What Changes, What’s Still Up in the Air, and Why the Crypto World Is Watching.
As 2026 began, a pivotal moment loomed for U.S. crypto regulation: the Digital Asset Market CLARITY Act a bill intended to bring long-needed structure to how digital assets are regulated was finally set for a January markup in the U.S. Senate after months of negotiation and delay. Passed by the House in July 2025, the CLARITY Act would redraw the regulatory map by defining whether tokens are “digital commodities” or securities, clarifying whether the Commodity Futures Trading Commission (CFTC) or the Securities and Exchange Commission (SEC) has oversight, and creating clear registration paths for exchanges and intermediaries.
But despite the momentum, key questions remain unresolved: how to treat DeFi protocols that don’t fit neatly into existing categories, how to ensure investor protections, and what role states should play once federal preemption takes hold.
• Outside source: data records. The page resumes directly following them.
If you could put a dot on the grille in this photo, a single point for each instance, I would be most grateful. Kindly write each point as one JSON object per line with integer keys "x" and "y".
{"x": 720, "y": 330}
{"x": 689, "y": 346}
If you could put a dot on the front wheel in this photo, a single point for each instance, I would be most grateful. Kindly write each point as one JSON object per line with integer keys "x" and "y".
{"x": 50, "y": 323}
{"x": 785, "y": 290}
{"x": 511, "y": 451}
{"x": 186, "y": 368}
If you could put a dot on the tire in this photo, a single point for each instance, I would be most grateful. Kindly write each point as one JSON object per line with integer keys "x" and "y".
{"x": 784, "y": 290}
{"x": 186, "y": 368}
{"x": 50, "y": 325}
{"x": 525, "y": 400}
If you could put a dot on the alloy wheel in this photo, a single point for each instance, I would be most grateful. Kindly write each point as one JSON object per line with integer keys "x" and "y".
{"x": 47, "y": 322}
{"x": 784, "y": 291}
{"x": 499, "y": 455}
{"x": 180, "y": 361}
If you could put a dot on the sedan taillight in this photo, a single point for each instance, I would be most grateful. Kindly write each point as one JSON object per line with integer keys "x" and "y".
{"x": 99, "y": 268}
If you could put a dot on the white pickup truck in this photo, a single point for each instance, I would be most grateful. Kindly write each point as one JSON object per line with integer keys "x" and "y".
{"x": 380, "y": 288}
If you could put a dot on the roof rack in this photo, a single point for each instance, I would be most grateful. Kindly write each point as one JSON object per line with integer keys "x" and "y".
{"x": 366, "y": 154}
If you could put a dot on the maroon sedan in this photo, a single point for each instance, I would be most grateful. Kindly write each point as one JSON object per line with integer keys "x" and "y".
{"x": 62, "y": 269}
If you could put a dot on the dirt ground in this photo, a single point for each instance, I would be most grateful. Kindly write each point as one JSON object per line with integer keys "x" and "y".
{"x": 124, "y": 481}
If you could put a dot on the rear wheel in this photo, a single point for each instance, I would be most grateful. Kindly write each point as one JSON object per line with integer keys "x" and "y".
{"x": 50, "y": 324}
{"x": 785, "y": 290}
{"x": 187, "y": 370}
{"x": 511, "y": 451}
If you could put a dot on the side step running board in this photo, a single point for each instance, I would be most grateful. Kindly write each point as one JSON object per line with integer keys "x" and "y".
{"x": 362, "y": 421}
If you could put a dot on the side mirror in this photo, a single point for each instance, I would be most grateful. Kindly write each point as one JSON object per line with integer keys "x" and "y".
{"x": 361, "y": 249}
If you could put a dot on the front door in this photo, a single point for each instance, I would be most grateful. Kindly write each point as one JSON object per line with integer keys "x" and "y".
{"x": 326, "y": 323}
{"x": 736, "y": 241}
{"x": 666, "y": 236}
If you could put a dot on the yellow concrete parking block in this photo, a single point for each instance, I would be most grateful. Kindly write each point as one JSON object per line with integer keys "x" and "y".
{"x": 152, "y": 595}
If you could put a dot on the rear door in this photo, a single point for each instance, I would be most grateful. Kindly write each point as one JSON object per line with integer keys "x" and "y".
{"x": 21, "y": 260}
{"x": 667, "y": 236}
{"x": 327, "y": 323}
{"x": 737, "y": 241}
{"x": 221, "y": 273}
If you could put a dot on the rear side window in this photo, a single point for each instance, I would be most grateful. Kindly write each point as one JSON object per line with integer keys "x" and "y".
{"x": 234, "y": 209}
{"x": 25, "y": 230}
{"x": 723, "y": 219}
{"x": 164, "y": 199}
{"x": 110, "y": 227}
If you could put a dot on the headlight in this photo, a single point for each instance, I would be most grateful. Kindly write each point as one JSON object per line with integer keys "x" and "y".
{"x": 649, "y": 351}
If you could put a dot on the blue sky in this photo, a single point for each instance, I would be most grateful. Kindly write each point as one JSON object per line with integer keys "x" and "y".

Some industry watchers argue that leaving DeFi rules vague could weaken protections, while others applaud the bill’s effort to end the fractured patchwork of state requirements.
With the markup scheduled for January 15, 2026, crypto firms, investors, and even large markets like Bitcoin and Ethereum are watching closely not because the act is already law, but because the debate over definitions, agency boundaries, and regulatory scope will shape how digital assets operate in the U.S. for years to come.